Each of the circles represents a CRM initiative that the organization could pursue. For this particular organization, the initiatives were along the lines of - building a customer database, creation of a deal desk for pursuing SMB customers, campaign management etc.
The initiatives in the Best Value box should typically be top priorities strategically, whereas those in the Future Oriented and High Demand boxes are those with potential and immediate benefits respectively. The initiatives in the Opportunistic box may be of low-risk but the firm would prefer to pursue initiatives that are in the other boxes if it has the capabilities.
Such a framework allows you to see the bigger picture for the impact on business when evaluating multiple options.
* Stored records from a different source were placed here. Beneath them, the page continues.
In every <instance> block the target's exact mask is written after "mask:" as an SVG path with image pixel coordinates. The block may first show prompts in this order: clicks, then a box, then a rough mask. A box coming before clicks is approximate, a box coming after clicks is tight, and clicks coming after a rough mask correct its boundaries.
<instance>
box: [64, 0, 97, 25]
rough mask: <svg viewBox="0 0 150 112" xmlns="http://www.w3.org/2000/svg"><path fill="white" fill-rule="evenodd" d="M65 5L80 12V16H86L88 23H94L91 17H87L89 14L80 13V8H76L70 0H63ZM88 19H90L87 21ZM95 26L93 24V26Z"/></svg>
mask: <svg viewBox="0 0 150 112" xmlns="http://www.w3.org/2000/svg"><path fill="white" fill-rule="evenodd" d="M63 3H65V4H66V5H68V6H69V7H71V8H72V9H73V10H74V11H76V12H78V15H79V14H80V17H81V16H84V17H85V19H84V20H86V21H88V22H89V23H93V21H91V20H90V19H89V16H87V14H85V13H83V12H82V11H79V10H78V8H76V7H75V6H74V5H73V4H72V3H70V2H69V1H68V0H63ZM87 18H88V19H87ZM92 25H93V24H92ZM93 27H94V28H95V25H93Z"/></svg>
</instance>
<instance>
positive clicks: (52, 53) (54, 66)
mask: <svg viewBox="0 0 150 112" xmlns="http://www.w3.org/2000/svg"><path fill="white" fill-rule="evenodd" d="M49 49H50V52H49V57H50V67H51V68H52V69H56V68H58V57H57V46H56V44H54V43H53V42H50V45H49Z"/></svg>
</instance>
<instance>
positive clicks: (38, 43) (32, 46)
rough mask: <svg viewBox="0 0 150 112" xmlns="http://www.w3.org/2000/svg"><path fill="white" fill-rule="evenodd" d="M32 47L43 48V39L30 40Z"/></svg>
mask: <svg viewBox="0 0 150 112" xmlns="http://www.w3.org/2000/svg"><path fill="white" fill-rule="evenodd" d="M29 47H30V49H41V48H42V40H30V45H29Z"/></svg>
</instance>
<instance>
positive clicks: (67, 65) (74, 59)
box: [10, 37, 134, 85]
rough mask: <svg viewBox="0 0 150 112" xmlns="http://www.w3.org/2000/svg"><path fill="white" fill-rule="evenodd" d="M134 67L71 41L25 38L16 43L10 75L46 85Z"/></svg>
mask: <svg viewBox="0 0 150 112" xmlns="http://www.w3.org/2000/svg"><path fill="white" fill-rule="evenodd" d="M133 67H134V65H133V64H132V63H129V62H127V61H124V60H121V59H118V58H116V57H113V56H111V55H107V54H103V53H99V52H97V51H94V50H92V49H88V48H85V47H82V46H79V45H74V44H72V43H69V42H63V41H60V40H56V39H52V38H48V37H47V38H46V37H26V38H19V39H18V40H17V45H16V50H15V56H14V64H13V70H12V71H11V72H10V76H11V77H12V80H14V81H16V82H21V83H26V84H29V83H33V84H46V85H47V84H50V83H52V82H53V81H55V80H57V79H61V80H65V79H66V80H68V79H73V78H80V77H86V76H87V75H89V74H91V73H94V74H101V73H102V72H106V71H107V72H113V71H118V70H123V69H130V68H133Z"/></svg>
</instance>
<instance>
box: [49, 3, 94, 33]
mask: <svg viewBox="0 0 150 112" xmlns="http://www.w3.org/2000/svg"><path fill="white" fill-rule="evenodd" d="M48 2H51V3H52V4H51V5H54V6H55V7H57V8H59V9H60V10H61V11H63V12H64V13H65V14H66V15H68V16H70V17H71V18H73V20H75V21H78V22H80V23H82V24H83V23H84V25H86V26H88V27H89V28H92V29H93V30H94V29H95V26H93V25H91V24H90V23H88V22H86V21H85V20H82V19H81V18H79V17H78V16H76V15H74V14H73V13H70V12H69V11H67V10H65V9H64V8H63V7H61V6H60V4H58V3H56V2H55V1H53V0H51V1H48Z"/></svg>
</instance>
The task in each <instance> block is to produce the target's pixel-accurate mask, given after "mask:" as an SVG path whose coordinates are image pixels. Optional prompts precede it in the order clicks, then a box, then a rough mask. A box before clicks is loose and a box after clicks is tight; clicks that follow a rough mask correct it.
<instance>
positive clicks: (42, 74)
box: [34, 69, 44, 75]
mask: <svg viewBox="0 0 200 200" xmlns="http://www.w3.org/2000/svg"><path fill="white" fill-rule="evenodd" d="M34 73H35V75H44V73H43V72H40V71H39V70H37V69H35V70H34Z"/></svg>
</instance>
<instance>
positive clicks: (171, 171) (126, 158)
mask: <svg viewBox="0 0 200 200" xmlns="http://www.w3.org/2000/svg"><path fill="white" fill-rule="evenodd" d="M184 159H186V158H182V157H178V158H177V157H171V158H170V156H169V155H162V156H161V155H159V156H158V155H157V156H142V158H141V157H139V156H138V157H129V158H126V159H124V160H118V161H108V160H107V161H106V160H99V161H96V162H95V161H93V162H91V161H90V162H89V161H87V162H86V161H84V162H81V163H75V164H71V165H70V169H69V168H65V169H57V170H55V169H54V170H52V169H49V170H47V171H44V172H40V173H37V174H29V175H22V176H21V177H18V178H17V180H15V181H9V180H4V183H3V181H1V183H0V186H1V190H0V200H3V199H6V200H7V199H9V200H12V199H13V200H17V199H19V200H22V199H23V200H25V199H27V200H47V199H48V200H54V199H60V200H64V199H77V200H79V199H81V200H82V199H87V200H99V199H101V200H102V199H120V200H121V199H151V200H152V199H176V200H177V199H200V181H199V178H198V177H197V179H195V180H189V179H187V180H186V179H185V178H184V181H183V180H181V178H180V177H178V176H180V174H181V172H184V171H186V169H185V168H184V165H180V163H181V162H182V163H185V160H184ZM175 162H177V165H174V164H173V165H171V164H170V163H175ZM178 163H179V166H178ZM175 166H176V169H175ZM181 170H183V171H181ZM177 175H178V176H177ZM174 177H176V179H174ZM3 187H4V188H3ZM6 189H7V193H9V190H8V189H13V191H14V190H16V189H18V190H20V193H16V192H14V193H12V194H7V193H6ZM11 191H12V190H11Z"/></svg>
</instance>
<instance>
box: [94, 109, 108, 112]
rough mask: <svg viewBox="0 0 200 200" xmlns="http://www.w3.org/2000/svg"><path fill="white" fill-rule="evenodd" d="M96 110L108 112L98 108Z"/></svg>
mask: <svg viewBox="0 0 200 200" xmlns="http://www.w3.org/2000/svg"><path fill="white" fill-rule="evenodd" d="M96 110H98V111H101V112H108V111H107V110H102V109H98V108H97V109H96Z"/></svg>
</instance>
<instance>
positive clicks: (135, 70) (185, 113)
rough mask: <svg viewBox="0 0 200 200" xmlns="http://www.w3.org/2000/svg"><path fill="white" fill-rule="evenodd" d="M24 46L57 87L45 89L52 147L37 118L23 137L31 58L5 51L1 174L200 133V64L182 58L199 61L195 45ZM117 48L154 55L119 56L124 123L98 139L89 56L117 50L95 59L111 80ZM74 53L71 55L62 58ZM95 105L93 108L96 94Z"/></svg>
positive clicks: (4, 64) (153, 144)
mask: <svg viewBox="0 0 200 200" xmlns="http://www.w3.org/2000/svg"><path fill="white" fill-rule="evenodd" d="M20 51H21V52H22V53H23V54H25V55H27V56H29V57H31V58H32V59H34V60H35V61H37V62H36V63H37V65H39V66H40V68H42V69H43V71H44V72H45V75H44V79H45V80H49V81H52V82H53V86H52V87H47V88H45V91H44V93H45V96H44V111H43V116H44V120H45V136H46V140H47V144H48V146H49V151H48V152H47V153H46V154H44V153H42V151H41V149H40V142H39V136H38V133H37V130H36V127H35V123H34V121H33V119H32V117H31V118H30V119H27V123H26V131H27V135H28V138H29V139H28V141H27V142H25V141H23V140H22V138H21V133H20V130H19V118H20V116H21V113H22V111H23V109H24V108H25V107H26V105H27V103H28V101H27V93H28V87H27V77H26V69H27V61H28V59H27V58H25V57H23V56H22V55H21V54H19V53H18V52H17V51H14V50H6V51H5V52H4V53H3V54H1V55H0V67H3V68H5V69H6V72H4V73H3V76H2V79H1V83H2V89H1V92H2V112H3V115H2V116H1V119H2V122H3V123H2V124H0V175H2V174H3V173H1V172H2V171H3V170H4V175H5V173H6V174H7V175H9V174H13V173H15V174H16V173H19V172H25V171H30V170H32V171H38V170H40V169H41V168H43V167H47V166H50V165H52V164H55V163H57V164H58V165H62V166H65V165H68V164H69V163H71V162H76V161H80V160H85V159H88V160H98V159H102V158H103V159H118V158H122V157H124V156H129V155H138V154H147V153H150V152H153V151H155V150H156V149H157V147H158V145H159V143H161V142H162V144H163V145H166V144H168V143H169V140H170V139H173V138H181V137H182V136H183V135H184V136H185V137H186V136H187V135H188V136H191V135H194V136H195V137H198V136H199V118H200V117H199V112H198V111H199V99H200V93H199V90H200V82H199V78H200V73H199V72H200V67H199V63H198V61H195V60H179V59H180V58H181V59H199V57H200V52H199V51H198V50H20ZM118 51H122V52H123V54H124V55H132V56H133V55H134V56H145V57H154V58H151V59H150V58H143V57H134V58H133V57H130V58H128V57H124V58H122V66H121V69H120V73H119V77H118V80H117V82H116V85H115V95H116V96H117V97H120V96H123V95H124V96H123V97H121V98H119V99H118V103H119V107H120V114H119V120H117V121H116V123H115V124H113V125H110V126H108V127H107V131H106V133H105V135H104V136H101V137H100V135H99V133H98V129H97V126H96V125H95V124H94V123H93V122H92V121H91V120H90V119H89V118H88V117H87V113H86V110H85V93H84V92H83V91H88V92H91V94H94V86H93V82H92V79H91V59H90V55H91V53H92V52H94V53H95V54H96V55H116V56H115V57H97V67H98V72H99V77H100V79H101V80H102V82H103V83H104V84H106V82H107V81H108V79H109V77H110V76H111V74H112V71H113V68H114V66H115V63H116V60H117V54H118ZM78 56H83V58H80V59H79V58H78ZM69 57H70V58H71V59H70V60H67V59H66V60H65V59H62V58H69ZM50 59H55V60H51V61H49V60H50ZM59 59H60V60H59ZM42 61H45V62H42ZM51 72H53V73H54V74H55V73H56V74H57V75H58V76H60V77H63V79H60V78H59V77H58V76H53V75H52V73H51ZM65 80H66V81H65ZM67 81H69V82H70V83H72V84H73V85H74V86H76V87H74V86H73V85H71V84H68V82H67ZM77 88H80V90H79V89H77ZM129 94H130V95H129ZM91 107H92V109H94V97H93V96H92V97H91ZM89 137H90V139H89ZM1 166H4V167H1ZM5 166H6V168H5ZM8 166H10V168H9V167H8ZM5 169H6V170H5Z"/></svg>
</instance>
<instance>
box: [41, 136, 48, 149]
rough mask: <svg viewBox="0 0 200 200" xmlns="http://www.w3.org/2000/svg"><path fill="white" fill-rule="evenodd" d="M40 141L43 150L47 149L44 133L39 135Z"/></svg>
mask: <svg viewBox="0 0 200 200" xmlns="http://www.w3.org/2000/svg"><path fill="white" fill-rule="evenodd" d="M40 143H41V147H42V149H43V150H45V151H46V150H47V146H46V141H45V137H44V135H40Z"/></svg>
Some common parameters you can use as axes include:
The strategic fit & significance are examples of parameters that evaluate initiatives based on how aligned an initiative is, to the strategic focus of the organization. For example, organizations may choose growth of current customer base as their strategic focus for the next few years; in which case, how aligned an initiative is, with respect to their ability to grow revenues from the current customer base indicates its Strategic Fit.
Similarly, ease of implementation is an example of a parameter that indicates whether a particular initiative can be completed with relatively manageable effort. Value for organization is a parameter that may indicate the anticipated benefit that an initiative brings.
The axes could change based on the context. You could also use size and color of the bubble that you plot for capturing two additional parameters in addition to the axes. In our example above, we color coded the bubbles to indicate the current capability of the organization to execute.